A holiday weekend doesn't have the same meaning when one is unemployed, really. I'm actually finding the timing of this particular holiday weekend a bit unfortunate. Here we've only just begun classes, and already have a day off! I'd much rather be in class on Monday, occupied, getting more assignments to occupy more time.

If you're not picking up on it, the bulk of my time is unstructured at the moment, a bit uncomfortably so. My time here has been amazing so far, and I love the area. I love riding my bike, I love meandering, I'm beginning to love just sitting at the beach. The problem is that there's a bit of an imbalance. I have so much down time, it's beginning to drive me a bit cuckoo. I've been unemployed now for a month. My in-class time for this past week was a good beginning, but I'm ready to throw myself into this, and I can't yet. Due to the holiday weekend, we have 3 days off, and then I also have Tuesday off, and now I also have Thursdays off for the next 8 weeks, due to the re-scheduling of the Hydraulics class/ lab combo. I don't know how to deal with this, actually. I'm really not good at unstructured time. I mean, I could be productive and spend more time working out, or more time writing, or reading, or getting out and meeting people somehow, and I was really trying to do that for the first week, but now, it just feels like it's all unstructured time, and there's no balance, and I don't really know what to do with myself anymore.

Ok.

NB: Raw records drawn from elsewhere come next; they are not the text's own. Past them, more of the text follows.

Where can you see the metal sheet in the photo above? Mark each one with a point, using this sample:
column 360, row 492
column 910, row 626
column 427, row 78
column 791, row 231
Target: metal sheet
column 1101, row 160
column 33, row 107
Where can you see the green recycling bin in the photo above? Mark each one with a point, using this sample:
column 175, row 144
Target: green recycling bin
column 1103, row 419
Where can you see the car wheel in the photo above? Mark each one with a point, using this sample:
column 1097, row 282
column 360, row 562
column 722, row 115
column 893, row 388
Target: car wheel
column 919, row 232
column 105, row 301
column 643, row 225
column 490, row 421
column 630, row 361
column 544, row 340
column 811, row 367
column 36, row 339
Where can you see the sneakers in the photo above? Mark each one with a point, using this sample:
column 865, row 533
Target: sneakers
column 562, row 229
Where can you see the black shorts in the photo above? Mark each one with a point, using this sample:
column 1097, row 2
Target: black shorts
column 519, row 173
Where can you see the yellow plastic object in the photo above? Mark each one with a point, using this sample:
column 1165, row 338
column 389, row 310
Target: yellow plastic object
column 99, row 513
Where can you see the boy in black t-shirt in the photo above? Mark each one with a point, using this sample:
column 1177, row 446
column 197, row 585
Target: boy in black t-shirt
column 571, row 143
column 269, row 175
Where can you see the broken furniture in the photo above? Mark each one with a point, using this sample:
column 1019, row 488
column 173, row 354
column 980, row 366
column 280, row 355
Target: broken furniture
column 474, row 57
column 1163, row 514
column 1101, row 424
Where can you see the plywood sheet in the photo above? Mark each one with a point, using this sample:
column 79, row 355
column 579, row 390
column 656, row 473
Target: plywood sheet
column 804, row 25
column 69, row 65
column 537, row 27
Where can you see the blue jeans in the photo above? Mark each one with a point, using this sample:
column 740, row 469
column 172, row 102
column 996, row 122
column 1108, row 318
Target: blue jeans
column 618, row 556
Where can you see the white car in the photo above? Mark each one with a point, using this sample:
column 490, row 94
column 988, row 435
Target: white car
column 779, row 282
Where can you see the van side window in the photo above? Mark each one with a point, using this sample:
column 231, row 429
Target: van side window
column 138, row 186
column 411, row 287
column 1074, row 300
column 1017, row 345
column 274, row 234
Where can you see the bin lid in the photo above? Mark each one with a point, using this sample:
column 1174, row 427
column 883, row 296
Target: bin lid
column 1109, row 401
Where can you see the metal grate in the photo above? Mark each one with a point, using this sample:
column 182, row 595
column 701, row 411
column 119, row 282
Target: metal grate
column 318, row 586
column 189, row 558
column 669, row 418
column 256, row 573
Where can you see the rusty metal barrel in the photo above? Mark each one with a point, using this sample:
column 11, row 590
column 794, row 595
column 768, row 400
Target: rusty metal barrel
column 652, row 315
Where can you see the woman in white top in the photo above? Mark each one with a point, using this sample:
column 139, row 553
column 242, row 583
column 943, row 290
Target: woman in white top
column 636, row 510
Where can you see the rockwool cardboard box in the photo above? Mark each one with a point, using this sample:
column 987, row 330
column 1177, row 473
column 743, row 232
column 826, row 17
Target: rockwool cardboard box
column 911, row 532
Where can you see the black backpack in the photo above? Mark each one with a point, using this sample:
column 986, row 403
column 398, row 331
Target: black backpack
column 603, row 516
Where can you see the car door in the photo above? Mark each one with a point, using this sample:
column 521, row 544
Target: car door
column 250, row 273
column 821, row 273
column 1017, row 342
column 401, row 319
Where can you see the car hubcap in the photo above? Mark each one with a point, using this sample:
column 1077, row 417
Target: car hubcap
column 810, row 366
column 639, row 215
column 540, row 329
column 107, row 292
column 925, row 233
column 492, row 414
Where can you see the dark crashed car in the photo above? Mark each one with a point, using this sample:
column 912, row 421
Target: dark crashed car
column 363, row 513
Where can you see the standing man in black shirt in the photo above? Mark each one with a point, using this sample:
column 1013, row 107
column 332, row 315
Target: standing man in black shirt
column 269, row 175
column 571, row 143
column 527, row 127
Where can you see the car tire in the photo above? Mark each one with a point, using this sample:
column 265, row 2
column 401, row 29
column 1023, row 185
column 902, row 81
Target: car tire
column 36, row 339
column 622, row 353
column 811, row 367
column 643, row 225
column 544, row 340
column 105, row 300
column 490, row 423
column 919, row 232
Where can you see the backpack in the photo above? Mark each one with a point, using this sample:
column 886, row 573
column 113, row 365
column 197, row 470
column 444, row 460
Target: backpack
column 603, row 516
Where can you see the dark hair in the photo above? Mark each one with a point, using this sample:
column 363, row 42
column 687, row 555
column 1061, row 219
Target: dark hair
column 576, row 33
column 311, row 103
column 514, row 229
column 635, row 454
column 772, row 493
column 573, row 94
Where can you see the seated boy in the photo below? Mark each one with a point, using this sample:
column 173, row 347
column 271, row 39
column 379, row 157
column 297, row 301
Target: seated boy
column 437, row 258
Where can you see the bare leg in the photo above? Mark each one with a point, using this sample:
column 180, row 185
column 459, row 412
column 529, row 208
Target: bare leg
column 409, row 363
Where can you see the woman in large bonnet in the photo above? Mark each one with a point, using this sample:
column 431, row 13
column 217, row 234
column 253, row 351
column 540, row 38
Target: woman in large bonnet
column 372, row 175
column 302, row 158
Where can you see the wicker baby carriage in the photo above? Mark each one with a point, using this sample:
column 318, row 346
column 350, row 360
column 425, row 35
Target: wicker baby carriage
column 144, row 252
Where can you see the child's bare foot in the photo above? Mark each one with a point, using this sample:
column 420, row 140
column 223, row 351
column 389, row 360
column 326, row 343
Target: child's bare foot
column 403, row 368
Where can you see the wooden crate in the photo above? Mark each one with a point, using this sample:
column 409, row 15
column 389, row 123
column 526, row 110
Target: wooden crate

Deep breath. I am trying to appreciate what I have at the moment. If I think about all I've accomplished in the past month, it's pretty astonishing. And before that, I'd been working 2 jobs for more than a year. So I should really just enjoy this downtime, really relish it because it's been a busy summer, and it's been a busy year. It's just hard to appreciate something when you have so much of it!